Nesse período, a esposa do advogado de defesa de Jullyene foi nomeada no gabinete de Arthur Lira – onde está até hoje – e Jullyene, sua mãe, irmão e a babá voltaram atrás em seus depoimentos, negando as agressões do parlamentar. Como já relatado pela denunciante, Jullyene alega que mudou o depoimento sob ameaça. Segundo ela, Lira teria lhe dito após o ocorrido: “Onde não há corpo, não há crime”.
“Ele foi até a minha casa. Tinha uma mesa grande na varanda, pediu para falar comigo e disse batendo na mesa – porque ele tem mania de falar batendo na mesa – ‘Você vai tirar essa denúncia, você vai para a audiência e vai desmentir tudo porque eu vou tirar os meninos de você. Ou você faz isso, ou eu tomo os meninos de você’. Os meninos eram todos pequenos. Eu já tinha medo, eu estava sem dinheiro, o meu advogado sumiu”, acrescentou.
Segundo ela, durante a audiência, o segurança e o motorista de Lira a buscaram em casa. “Para eu desmentir tudo. Não fui com meu advogado, fui com advogado dele. E ele ainda me cutucando por debaixo da mesa. O juiz olhando para mim como quem diz assim: ‘Fale’”, afirmou.

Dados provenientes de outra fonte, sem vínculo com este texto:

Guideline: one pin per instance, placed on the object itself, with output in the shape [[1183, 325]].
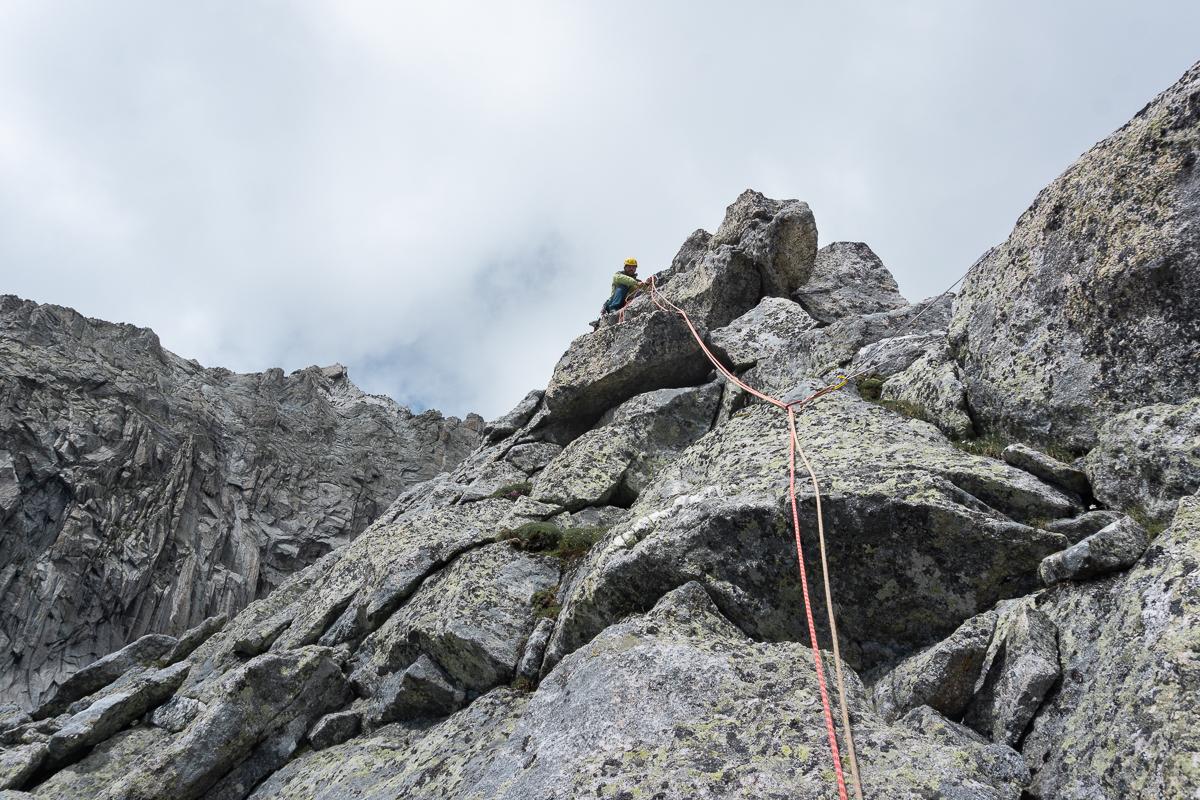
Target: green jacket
[[622, 280]]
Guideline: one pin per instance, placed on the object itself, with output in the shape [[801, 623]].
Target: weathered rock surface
[[1084, 525], [335, 728], [771, 331], [895, 354], [630, 444], [922, 535], [150, 649], [472, 618], [941, 677], [1049, 469], [763, 247], [113, 713], [442, 655], [744, 727], [143, 493], [933, 388], [1097, 681], [1114, 547], [849, 280], [1021, 667], [1149, 458], [1092, 306]]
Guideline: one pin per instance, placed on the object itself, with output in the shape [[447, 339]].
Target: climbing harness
[[793, 449]]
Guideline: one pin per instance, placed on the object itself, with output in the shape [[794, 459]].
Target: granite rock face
[[1091, 307], [1149, 458], [741, 728], [849, 280], [763, 247], [142, 493], [510, 629]]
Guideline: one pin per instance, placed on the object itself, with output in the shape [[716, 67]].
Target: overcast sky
[[437, 194]]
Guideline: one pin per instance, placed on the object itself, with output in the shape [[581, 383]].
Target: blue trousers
[[617, 300]]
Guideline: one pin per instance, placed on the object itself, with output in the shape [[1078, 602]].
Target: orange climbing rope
[[793, 447]]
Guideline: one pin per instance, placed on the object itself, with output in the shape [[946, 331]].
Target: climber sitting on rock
[[624, 286]]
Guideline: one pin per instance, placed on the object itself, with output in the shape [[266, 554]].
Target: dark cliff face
[[142, 493], [1092, 305]]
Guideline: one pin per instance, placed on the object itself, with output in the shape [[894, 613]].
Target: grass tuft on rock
[[545, 603], [989, 445], [513, 491], [564, 543], [1153, 527], [870, 388], [535, 536], [577, 541]]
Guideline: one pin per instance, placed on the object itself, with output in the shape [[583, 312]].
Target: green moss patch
[[545, 602], [513, 491], [565, 543]]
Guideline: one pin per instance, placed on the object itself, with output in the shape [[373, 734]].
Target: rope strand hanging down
[[793, 447]]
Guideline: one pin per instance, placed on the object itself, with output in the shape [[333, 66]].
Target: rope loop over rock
[[793, 449]]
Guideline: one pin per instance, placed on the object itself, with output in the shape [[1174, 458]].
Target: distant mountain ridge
[[142, 493]]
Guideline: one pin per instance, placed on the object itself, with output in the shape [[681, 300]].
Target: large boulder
[[778, 236], [748, 725], [472, 618], [1023, 666], [921, 534], [849, 280], [1090, 307], [941, 677], [631, 443], [649, 350], [1147, 458], [931, 389], [763, 247], [267, 697], [1111, 548]]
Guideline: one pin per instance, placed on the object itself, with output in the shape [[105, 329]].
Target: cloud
[[437, 194]]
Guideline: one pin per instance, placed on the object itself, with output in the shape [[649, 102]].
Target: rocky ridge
[[142, 493], [603, 599]]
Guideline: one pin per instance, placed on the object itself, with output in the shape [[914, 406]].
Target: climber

De acordo com os autos, o advogado que a acompanhou na audiência às 12h30 de 15 de outubro de 2013 – que teria ligação com Lira, segundo Jullyene – é Luiz de Albuquerque Medeiros Neto. Seu nome apareceu recentemente no noticiário por ser o proprietário de uma sala em Maceió que foi alvo de busca e apreensão da Polícia Federal (PF) na Operação Hefesto, como revelou o site Metrópoles.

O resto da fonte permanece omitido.